A regular salary from Deliveroo is not likely to be coming any time soon. The company has been one of the most vociferous voices among food delivery platforms opposed to employment status, and whereas Deliveroo is losing in the majority of courts across Europe, a Belgian judge found in December that couriers of the company were self-employed, not employees. Anuar’s union, the United Freelancers section of the ACV-CSC union, which brought the case forward is now taking it to an appeals court.
“I’m not happy with the verdict because I think we are fake self-employed and that there is indeed a subordination link between the platform and the deliverers, since the platforms impose prices on the deliverers and can de-activate whoever they want,” he says.
Deliveroo appears to have taken some confidence from that court ruling. Despite falling demand, the Amazon part-owned company is expanding into new Belgian cities, at the same time as it pulls out of nearby Netherlands all together. Anuar is in for a long fight, but he has been fighting ever since he entered the world of gig work.
“I decided to protest from the start simply because I couldn’t find anyone to turn to,” he says. “I went to Uber’s headquarters and started protesting, then I started posting on Facebook and that’s where I started developing my network.
“I discovered the United Freelancers, which introduced me to other people and we founded the Couriers Collective and motivated several couriers to join our cause. Now I consider myself a militant of the couriers in struggle.

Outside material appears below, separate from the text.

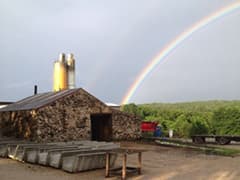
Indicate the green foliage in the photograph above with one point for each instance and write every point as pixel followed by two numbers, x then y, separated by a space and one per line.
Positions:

I say that ‘if we do not move, our fall will be inevitable’.”
Anuar was in attendance at the ‘Alternatives to Uberisation’ conference on 8 September, which brought together platform workers from at least 15 countries to discuss ideas and strategies.

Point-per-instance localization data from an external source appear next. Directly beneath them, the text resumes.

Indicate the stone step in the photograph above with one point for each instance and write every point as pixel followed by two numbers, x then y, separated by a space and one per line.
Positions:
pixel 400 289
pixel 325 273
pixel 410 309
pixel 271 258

“It allowed us to meet activists from all over the world and exchange in political terms about the failures of these companies. It opens our eyes to the difficulties of other workers as well as to the social and economic issues. We also had the opportunity to speak in the European Parliament, so I think it’s a good sign. The struggle continues, and behind every struggle there is a fight.”
The Couriers Collective and the United Freelancers are organising a General Assembly for Brussels’ couriers on 21 September, ahead of a mobilisation on the 18 October. Anuar is also involved in setting-up a ‘House of Couriers’ in Brussels; a place where couriers can rest, wash, meet one another and organise.
“This will be a friendly place where couriers can meet, talk over coffee and defend their interests,” he says. “It’s useful if we can mobilise as many couriers as possible for the right cause.”
Anuar’s organising now extends beyond the couriers’ struggle. He has become an activist, currently engaged in a campaign to defend unemployment centres in the Belgian capital, and has joined the Workers’ Party of Belgium, a leftist party with 17 Deputies in the Belgian Chamber of Representatives and Senate.
Having been interested in joining the Police or the Army as a youngster, Anuar’s years of struggle have given him a different sense of ambition.
“I hope to become a Deputy to continue to shake this overly exploitative system!”